La tendresse des mots de cinquante contributeurs pour raconter la passion de la musique « classique » et de la discophilie

 In Bibliofolie

 

Dans la tradition des ouvrages de « la discothèque idéale »

On connaît depuis longtemps (au moins depuis les années 1970) ces numéros spéciaux de revues musicales ou ouvrages de librairie qui nous proposent périodiquement le prétendu meilleur de nos répertoires musicaux préférés. J’ai gardé précieusement quelques « vieux » exemplaires des « 100 plus grands Opéras », « 10 de Répertoires » ou, déjà, les 200 ou 250 meilleurs disques/CD classiques, à défaut certains numéros plus ou moins consistants consacrés à des répertoires plus resserrés, comme « le baroque en 100 CD », etc. Les revues du Monde de la Musique, Répertoire ou Crescendo (en leur temps), Diapason, Classica, nous ont ainsi alimenté et nous nourrissent encore régulièrement de ces synthèses, souvent le fruit de compilations d’articles déjà parus dans les numéros de ces revues.
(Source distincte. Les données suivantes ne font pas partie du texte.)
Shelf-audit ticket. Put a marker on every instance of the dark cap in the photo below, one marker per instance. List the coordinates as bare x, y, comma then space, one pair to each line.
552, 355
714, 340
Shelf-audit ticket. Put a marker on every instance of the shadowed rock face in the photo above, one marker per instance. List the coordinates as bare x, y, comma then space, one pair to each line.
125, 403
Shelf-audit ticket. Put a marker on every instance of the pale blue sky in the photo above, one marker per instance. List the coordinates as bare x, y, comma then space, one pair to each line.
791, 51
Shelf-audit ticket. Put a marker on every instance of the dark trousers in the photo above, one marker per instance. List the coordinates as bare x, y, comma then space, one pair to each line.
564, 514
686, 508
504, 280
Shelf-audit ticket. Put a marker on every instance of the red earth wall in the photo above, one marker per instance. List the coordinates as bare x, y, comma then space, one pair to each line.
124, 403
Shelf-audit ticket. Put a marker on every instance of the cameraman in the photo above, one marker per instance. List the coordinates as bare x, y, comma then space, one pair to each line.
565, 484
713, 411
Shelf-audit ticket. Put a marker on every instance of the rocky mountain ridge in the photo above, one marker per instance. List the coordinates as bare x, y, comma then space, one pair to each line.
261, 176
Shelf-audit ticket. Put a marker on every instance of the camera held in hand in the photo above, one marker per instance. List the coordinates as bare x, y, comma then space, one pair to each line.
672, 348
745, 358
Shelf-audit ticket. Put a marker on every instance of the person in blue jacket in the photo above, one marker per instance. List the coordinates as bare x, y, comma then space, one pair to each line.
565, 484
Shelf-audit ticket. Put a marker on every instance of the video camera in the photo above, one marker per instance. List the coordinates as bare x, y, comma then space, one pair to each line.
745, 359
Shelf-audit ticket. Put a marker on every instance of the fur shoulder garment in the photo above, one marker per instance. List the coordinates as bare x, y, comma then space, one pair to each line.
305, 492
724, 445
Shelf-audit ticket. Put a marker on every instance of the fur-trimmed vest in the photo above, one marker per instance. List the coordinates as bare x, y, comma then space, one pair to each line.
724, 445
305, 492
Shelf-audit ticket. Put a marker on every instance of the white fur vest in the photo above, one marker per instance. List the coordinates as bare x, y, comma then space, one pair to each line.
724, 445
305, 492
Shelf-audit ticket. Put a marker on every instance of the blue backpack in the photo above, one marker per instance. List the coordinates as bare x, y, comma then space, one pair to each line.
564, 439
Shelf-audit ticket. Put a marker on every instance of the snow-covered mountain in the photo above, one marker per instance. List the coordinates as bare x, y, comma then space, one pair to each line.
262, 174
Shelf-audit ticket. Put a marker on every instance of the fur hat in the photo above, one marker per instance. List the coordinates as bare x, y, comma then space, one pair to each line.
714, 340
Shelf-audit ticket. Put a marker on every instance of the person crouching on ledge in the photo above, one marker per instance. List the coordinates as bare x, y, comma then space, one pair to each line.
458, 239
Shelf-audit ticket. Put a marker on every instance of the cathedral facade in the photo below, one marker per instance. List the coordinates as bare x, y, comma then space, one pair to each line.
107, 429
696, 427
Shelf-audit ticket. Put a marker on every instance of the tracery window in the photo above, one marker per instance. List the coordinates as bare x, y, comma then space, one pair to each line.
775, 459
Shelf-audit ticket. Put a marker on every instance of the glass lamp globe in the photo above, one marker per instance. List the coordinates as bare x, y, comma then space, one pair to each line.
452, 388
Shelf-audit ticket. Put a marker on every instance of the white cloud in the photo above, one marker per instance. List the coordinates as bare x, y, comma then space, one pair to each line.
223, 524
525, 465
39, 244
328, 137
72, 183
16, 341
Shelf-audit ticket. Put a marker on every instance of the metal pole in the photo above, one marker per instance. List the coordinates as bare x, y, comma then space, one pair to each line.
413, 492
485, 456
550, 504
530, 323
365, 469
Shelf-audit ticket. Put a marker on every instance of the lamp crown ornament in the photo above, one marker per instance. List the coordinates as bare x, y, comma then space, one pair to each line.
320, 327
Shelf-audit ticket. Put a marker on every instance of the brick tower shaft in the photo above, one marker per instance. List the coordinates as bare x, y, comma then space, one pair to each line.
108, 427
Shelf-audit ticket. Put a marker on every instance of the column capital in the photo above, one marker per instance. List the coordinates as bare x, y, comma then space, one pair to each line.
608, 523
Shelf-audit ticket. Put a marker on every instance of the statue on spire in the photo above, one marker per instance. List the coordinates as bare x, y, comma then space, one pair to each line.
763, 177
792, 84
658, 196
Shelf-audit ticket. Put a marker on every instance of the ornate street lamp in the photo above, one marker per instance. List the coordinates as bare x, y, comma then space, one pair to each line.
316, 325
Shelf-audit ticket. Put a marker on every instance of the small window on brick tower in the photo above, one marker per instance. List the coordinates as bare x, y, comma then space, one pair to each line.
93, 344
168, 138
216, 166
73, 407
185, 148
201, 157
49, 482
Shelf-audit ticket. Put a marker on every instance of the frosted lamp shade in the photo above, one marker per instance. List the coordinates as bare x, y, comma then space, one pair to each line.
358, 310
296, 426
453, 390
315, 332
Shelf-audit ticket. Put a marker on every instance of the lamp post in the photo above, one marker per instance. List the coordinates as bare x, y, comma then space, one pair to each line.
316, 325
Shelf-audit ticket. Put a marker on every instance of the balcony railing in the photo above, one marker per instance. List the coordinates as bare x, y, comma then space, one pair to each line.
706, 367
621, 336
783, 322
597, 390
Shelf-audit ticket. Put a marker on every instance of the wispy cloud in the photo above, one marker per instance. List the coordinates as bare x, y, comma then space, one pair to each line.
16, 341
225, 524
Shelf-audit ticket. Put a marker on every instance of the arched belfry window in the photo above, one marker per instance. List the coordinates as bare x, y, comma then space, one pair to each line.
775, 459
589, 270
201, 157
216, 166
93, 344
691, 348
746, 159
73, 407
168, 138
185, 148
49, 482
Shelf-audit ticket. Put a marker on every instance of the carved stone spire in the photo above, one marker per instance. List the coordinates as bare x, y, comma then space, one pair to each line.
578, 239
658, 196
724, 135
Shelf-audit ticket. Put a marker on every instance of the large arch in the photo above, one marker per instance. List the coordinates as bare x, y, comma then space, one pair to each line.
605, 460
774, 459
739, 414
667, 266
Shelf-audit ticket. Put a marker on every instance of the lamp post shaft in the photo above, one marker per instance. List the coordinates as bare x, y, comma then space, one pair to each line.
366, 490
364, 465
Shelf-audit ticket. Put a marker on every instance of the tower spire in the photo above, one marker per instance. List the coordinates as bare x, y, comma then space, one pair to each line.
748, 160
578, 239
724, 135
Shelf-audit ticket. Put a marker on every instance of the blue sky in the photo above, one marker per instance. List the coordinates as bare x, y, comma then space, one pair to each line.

Mais quelle est la place d’un nouvel ouvrage de librairie, grand format, à l’époque de la dématérialisation des supports et du succès grandissant des plateformes en lignes qui diffusent des playlists à tire-larigot, du prêt-à-écouter façon puzzle, à l’instar des programmes musicaux de radios concurrentes ? Un acte de résistance ? Un acte d’amour pour la musique et la discophilie ? Assurément les deux. Et en cela, le présent ouvrage se révèle utile.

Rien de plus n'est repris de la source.